Everything listed under: Tahoe Gardening

  • Late Winter 2019

    We have closed the shop for the past 4 mid-winters (Christmas-March). I've used the time to catch-up on bookkeeping, administration, filing, orders, articles, hand-outs and a few projects (and have a little free time). We probably won't continue our winter closures in the future (we're here and watering the house plants anyway) and this winter there was certainly NO rest. This week (3/25-30) we emptied the inside of the shop and we're painting the floor. We intend to put it all back together next week and start re-opening a little by 4/4 (10-5). We'll leave a number of items in the POD for an early spring garage sale. Many indoor lighting and hydroponics supplies for 50% off (or more).  

    We'll work on removing the snow from the soils area to bring in our first loads of Topper, Gromulch and Bumper Crop. We have pallets of pottery, statuary, gifts and fertilizers arriving starting next week. There is a truckload of fresh tropical houseplants arriving in mid-April (delayed due to floor). Our 2019 seeds actually started arriving in February. We have seed starting supplies - starting soils, trays, tray covers, peat-pots, vermiculite, perlite, liquid seaweed, etc...  It IS time to start a few types of seeds if you want the "full experience" and the thrill of growing food or flowers from seed to harvest. It's also the least expensive way to go about it. If you choose to wait, we will have seedlings of appropriate plants available for sale as planting timing dictates.
    Late winter seedingStart these seeds indoors from late February through April. Plant these seedlings outdoor starting in mid-late April: broccoli, brussels sprouts, cabbage, cauliflower, kale, Calendula.  Plant seedlings in early May: celery, leek, lettuce, onion. Start seeds in March for planting mid to late May (with frost protection): pepper, eggplant, tomatillo, and tomato. Hardy annuals and perennial seeds can be started now for planting into the garden in early May.

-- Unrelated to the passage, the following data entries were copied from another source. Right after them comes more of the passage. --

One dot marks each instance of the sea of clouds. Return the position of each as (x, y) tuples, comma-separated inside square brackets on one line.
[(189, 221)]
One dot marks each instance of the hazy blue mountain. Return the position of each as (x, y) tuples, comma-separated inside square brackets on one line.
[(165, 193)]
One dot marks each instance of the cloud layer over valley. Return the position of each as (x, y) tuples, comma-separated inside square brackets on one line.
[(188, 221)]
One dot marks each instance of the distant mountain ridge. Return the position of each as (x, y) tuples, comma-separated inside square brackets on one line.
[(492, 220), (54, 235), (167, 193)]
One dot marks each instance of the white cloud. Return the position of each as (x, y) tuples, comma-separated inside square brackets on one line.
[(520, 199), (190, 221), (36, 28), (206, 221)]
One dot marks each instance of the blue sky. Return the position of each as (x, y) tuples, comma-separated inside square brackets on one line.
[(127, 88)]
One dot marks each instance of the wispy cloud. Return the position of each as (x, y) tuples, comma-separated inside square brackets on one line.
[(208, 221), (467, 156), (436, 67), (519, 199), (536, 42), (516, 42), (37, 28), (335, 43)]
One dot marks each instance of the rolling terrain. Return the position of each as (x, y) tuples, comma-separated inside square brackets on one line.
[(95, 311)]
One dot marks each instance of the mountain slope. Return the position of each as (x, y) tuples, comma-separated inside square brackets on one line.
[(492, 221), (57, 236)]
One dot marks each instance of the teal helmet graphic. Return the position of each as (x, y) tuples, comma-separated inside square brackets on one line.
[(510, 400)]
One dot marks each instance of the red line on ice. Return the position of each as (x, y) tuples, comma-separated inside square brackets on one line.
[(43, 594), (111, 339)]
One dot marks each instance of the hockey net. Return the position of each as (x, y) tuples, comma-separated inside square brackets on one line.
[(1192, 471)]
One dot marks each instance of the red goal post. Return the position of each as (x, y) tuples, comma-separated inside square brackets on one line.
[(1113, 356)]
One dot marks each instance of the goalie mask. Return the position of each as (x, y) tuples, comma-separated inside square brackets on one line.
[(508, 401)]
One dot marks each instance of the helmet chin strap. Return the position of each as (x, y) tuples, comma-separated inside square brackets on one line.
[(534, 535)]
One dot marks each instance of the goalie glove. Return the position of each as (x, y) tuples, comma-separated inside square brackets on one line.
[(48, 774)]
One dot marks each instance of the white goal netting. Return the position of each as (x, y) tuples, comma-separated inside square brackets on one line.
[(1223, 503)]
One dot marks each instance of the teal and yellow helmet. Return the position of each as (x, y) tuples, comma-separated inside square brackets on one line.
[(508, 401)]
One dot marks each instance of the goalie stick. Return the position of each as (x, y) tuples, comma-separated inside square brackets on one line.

    While it is fine to plant trees, shrubs and bulbs ANYTIME you choose, and plants are always happier in the ground than in pots, it is important to never dig or work "wet" soil. Disturbing mud, destroys soil structure, the arrangement of the soil particles into aggregates of various sizes and shapes that allow for aeration and drainage (air is as important to roots as water is).  FYI: Soil texture is determined by the ratios of sand, silt, clay, and organic matter that determine a soil's water and nutrient holding capacity as well as it's workability and more.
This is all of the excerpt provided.